In my previous post I wrote about the evolution of the Echelon Reference Series. So far there have been four stages:
- Raw copy and paste aggregation. Ultimately not useful to me because it threw away so much information without gaining me much.
- Aggregating by source document, marking up in Word using styles specific to the problem domain. Ultimately too specific, not abstract enough, and my workflow was prone to error… as illustrated very clearly when a moment’s inattention blew away almost everything. Oops… but it cleared the deck for the next version.

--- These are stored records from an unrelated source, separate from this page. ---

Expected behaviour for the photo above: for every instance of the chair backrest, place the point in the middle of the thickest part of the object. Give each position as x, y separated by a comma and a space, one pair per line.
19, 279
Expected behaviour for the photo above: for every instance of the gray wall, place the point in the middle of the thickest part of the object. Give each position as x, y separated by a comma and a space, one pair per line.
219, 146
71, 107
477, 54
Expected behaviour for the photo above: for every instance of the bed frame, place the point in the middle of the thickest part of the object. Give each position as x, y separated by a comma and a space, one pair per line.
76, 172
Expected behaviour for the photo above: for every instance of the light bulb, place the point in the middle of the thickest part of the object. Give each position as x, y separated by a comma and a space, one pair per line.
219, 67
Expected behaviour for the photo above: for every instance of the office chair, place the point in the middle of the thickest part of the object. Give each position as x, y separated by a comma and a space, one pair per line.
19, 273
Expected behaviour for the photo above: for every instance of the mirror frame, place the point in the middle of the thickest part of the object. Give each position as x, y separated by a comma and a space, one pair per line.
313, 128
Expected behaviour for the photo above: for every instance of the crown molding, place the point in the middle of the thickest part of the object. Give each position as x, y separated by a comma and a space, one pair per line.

- As second iteration, but slightly more abstract, making it easier to handle in code. More importantly, started using source control (as I should have been from the start). Also started to parse and gain information from the text itself, allowing automating linking and cross-referencing of content. Ultimately insufficient because it lacked fine control over layout, and the automated data extraction similarly lacked fine control. Released: ERS: Barbarians, ERS: Clerics, and ERS: Sorcerers.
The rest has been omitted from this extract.